Harriet veränderte sich immer mehr und nahm Eigenschaften an, die zu Lady Myra
gehörten.
Lady Myras
Geist nahm Rache wegen dem Verbrechen, das an ihr verübt wurde. Sie wurde
selbst zur Verbrecherin und später zur mordenden Bestie an Männern, die sich
von ihrer schönen Erscheinung hatten anlocken lassen. Tony McGill war von
seiner eigenen Frau, die von Lady Myras Geist besessen war, getötet worden.

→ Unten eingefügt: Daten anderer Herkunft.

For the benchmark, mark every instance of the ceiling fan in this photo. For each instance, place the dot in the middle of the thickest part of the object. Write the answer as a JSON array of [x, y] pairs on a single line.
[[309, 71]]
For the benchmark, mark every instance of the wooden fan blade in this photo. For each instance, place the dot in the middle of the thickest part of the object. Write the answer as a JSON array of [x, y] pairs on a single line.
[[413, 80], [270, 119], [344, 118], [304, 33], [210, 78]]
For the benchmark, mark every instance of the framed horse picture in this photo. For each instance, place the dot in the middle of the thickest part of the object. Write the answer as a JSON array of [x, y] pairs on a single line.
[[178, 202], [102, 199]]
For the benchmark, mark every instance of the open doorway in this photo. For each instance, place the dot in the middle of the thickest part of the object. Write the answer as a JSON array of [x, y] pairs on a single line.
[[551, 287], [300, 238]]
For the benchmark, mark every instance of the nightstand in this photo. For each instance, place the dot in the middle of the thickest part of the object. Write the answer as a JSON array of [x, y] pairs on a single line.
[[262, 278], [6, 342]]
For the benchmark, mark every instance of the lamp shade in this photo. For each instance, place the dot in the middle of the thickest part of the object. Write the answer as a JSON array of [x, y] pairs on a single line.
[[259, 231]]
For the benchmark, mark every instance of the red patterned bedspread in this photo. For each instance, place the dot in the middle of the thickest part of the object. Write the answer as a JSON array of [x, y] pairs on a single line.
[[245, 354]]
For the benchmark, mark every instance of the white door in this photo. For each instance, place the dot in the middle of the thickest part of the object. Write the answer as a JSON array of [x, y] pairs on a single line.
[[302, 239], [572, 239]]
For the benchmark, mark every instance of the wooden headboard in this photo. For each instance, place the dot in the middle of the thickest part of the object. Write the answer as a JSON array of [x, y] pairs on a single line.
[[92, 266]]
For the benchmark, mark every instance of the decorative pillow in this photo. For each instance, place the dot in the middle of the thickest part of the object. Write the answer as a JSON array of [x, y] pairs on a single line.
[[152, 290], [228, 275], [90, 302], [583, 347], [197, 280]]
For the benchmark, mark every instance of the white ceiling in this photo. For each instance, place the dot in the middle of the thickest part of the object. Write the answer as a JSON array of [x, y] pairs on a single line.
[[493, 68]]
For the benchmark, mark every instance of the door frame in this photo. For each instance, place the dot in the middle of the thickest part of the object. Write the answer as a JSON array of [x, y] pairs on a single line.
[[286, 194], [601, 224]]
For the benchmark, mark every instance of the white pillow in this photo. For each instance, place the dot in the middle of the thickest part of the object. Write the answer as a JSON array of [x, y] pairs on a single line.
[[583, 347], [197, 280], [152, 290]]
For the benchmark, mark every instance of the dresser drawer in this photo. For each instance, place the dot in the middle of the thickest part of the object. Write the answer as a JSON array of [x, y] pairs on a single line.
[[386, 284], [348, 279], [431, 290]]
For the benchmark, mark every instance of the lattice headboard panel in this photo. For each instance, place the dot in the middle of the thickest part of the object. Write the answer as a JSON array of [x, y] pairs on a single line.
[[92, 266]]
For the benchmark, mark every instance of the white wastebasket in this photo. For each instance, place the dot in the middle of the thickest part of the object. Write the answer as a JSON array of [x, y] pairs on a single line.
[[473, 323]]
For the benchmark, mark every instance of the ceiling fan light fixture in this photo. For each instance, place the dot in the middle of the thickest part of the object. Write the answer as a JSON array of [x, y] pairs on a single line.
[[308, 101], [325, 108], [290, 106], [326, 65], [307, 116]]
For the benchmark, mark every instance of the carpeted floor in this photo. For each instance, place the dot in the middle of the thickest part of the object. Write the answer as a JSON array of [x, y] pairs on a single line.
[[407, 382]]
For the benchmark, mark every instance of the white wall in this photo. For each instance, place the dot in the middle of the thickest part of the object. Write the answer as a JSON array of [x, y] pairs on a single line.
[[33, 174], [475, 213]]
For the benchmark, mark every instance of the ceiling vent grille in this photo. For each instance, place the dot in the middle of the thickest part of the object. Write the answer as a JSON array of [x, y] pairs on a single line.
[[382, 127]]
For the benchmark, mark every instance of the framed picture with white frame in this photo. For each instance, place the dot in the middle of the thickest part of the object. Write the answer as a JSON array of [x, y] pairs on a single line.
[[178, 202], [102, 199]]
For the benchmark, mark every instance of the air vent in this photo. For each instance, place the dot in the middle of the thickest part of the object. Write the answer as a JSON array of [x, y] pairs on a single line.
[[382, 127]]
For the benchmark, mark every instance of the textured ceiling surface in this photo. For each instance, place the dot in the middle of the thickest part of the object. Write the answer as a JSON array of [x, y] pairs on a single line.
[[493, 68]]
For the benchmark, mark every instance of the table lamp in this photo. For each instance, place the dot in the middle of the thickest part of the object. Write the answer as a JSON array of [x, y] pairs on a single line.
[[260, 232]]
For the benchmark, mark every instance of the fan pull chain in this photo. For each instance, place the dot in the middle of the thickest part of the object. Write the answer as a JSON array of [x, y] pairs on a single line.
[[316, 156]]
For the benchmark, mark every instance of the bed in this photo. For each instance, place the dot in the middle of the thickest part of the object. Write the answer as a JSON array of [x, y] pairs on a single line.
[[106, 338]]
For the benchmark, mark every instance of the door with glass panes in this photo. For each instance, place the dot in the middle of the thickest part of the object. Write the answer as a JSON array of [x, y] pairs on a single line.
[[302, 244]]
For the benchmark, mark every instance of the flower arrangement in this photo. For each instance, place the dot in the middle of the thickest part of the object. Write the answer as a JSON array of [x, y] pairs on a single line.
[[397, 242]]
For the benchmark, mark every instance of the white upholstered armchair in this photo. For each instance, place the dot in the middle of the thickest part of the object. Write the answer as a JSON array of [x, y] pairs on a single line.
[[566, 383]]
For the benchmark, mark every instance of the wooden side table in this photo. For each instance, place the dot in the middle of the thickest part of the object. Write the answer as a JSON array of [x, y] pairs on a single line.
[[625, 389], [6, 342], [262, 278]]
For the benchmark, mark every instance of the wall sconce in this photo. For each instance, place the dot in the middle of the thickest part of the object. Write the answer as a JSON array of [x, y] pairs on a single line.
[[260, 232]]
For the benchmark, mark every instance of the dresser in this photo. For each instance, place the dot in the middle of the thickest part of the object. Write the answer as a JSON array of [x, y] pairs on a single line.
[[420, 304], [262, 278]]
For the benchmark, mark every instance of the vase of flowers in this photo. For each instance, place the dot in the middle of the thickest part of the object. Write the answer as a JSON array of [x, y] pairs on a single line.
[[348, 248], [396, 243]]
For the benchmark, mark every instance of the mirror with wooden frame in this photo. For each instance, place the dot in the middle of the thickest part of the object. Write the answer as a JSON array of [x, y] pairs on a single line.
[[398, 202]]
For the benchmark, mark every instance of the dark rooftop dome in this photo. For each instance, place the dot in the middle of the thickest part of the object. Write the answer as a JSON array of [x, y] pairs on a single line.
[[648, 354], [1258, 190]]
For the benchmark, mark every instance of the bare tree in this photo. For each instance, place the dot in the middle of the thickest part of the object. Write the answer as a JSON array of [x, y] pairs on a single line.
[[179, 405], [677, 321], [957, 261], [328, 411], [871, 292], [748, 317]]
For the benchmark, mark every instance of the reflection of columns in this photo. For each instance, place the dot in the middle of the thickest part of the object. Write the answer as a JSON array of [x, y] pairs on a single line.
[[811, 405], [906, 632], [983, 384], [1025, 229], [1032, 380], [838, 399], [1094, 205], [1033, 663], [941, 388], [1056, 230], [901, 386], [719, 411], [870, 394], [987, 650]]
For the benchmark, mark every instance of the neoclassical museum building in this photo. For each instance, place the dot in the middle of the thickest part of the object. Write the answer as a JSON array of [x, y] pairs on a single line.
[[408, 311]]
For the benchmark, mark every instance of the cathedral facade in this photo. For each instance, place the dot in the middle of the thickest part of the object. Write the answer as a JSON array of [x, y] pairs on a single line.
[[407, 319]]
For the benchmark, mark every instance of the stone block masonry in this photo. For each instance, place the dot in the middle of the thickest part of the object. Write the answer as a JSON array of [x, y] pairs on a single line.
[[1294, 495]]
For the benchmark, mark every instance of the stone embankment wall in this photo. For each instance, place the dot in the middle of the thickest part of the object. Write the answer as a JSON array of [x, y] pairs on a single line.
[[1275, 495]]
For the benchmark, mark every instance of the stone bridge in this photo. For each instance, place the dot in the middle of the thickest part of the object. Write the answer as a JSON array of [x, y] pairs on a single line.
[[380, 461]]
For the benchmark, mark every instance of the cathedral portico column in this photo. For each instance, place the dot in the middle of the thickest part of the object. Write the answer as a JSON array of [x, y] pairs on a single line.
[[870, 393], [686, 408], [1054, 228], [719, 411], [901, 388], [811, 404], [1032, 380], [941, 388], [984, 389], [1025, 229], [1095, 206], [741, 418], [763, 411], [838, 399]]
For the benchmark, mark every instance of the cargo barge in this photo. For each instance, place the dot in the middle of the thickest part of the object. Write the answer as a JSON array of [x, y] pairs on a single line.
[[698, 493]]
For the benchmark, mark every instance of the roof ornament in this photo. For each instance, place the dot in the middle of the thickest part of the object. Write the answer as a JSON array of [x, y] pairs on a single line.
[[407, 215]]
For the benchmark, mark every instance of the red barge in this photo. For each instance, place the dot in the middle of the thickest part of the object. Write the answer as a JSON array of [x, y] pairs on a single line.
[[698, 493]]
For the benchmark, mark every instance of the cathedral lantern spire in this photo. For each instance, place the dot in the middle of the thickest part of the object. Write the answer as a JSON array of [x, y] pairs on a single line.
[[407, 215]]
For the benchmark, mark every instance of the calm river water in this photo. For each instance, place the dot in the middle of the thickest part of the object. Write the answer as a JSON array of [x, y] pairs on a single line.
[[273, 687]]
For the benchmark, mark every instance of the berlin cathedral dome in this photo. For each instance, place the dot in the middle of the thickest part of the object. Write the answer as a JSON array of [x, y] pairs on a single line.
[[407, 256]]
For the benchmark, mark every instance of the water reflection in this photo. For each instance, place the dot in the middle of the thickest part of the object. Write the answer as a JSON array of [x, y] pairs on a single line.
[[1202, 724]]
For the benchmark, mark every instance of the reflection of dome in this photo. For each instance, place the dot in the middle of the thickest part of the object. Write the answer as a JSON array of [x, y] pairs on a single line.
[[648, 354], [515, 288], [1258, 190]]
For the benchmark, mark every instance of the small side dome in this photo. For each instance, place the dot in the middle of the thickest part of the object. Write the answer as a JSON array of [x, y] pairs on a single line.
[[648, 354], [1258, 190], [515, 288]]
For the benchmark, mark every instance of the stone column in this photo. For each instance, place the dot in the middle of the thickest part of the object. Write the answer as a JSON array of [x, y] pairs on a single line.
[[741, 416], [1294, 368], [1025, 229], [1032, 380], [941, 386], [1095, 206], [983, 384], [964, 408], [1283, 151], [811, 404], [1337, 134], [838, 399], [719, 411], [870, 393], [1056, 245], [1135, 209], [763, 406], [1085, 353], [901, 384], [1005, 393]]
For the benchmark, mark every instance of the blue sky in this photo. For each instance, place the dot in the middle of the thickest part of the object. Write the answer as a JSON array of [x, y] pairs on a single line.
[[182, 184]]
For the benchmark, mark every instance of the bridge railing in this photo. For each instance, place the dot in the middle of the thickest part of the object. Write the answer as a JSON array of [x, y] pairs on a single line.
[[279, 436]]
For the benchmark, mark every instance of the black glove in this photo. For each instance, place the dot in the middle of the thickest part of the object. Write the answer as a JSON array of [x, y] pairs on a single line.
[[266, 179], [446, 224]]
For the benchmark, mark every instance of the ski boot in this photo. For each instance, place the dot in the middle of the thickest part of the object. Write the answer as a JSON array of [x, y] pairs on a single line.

Mit
Hilfe der unheilvollen Kraft, die innerhalb des Spiegelrahmens wirken konnte.
Diese Kraft
versuchte nun auch Larry Brent ganz in ihren Bann zu ziehen. Im Gegensatz zu
all den anderen Opfern, die ahnungslos die Schwelle überschritten hatten,
wusste Larry, welche Gefahr bestand, und reagierte sofort. Genau darin lag die
Chance, die andere vor ihm nicht erkannt hatten und deshalb nicht nutzen
konnten. Die Länge der Zeit, die man jenseits der Schwelle verbrachte, war
maßgebend für das, was den anderen zugestoßen war. Den Einflüssen aus dieser
unheilvollen Sphäre keine Zeit geben! Er merkte schon, wie es an und in ihm
riss, als würde er von tausend unsichtbaren Händen gleichzeitig berührt. Er
drohte zu vergessen, woher er kam und was jenseits des Schleiers geschehen war.
Er hörte grauenvolle Geräusche, die sich wie Schmatzen, Fauchen, Ächzen und
Stöhnen gleichzeitig anhörten. Die Wehklagen gequälter Seelen und unsichtbarer
Geister, die ihn zu sehen schienen, während er sie nicht wahrnahm. Noch nicht!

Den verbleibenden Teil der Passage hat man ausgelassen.